Sprint would need to either double its subscriber numbers or switch every customer it now has to an iPhone or figure out some combination of both in order to sell that many iPhones. But Sprint CEO, Dan Hesse, has blamed the lack of an iPhone as the main reason why customers depart Sprint for AT&T or Verizon Wireless.

That may be true, but paying more money than the company can afford to rope those customers in simply doesn’t look like a reasonable way to attack the problem. Of course even the usual $400 or so subsidy that AT&T or Verizon Wireless pays might be too steep a price for Sprint. The thinking must have followed the line of, “What have we got to lose?”

Sprint could make this work if it gets about a third of iPhone sales from its two competitors. The company offers highly ranked services and it is very likely to offer an unlimited data plan to go along with the iPhone.

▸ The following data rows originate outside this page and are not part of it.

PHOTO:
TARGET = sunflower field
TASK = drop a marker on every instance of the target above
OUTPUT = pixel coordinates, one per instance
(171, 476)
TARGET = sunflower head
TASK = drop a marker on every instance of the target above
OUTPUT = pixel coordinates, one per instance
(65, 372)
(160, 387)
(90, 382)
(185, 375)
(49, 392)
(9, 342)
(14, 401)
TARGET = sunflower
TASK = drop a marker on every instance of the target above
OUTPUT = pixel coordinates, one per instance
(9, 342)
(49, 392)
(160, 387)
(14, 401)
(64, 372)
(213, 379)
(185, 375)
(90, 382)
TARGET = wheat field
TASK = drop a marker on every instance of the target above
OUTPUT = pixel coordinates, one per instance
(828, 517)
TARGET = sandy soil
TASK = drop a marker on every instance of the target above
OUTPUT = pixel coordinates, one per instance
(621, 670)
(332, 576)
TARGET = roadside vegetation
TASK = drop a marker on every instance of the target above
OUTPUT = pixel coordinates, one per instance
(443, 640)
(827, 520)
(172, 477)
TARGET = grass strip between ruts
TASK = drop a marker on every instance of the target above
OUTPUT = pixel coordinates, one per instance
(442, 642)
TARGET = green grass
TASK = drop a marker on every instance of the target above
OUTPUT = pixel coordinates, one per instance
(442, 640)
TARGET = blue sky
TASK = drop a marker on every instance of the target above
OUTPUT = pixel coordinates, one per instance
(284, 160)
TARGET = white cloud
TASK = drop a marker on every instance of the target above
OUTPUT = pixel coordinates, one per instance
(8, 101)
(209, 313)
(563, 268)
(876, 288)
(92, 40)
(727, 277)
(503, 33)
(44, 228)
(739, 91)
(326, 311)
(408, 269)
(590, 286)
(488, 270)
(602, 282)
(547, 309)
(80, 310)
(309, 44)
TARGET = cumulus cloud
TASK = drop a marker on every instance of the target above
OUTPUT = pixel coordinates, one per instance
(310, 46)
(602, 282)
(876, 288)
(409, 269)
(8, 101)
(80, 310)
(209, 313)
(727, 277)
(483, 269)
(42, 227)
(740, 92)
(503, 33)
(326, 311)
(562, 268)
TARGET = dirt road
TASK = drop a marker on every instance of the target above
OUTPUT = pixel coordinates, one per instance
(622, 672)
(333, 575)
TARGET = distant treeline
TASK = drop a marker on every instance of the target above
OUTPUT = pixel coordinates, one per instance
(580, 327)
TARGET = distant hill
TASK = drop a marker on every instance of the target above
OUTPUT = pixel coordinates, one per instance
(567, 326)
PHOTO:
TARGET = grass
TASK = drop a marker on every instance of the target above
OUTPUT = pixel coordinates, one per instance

But unlimited data is also going to cost the company money and could potentially cause it to lose its high service ratings if the company can’t keep up with demand for bandwidth.

The WSJ cites an unnamed person familiar with the deal as saying that Sprint expects to lose about $1.5 billion in operating profit through 2013. Sales of the iPhone are not expected to be profitable until 2014. And that prediction comes true only if the iPhone remains the gold standard of smartphones.

In order for this deal to work for Sprint, even over the four-year time span, everything has to go right. Any flub along the way and the company could end up on the ash heap of history. And remember, this is the company that paid $36 billion for Nextel in 2005 and now has a market cap of around $8.5 billion. Neither Sprint’s judgment nor its execution forecast a happy ending to this latest deal.

While Hesse and the Sprint board appear willing to bet the company on the iPhone, investors have taken a dimmer view. Sprint shares posted a new 52-week low this afternoon at $2.75. The stock has come back a bit, at $2.84 about a half-hour before closing. The 52-week high is $6.45.